Who DSTs make sense for

  • Retirees exiting active management. Sold the apartment building, don’t want to 1031 into another management-intensive deal.
  • 45-day ID rescue. 1031 exchange deadline approaching with no acceptable replacement property. DST is identifiable, closeable within window.
  • Diversification. Investor with single large property wanting to diversify across sectors and geography.
  • Estate planning. DST interests pass to heirs with step-up basis, eliminating deferred gain.
  • Accredited investors only.

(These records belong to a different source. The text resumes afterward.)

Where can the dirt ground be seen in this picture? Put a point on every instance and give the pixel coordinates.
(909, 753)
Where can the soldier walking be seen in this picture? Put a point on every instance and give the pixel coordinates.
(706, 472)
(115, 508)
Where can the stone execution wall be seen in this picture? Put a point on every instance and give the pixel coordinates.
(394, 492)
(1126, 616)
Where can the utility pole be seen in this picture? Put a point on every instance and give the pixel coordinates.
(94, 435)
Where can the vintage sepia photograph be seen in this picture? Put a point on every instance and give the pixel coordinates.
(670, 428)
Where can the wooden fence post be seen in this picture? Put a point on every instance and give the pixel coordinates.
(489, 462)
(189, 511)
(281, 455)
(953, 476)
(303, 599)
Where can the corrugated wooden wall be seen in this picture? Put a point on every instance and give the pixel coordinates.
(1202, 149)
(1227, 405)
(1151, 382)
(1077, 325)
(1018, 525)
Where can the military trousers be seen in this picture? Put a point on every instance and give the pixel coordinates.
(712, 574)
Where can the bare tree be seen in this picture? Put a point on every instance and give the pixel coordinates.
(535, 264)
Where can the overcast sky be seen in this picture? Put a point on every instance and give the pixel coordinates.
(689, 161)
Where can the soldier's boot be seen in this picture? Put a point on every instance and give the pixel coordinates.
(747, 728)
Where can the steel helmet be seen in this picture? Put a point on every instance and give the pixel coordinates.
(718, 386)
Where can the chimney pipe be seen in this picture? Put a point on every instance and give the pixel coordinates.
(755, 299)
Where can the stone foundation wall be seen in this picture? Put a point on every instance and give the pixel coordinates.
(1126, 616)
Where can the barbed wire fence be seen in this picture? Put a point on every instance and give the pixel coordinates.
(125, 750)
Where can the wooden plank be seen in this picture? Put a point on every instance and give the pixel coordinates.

Individual income $200k ($300k joint) or $1M net worth ex-residence.

PPM review essentials

  • Sponsor track record (prior DST performance vs. projected)
  • Fee stack: acquisition, asset management, disposition, loan placement, refinance
  • Hold period and exit plan
  • Property-level financials (T12, tenant credit, leases)
  • Debt terms (rate, term, prepay)
  • Distribution projections and assumptions
  • Cash reserves and replacement reserves
  • Master lease structure details
  • Risk factors (required disclosure)
  • Sponsor co-invest percentage

Common pitfalls

  • Fee stacking. 8–15% load in year 1. Sponsor keeps a meaningful chunk of investor capital. Compare to other passive alternatives (REIT shares, private REITs).
  • Illiquidity. DST interests have no secondary market. Stuck for 5–10 year hold unless sponsor offers early exit (rare and at discount).
  • Single-tenant NNN risk. Many DSTs hold single-tenant properties. Tenant default = property value collapse.
  • Master lease dependence. If master tenant defaults, DST restricted from negotiating replacement tenant — 7-deadly-sin restriction.
  • Sponsor bankruptcy. Sponsor fails. Trustee replacement. Property operations disrupted.
  • Interest-rate exposure. Fixed-rate debt on property. Refinance at maturity during rate-up cycle reduces cashflow and value. DST can’t renegotiate (7 deadly sins).
  • Projected vs. realized return. Sponsors project 6–10% IRR. Realized on mature DSTs has been lower in many 2018–2022 vintages due to cap rate expansion.
  • 721 UPREIT taxation on conversion. DST → OP → REIT share conversion is taxable. Deferred until shareholder sells, but ultimately recognized. Not a permanent elimination.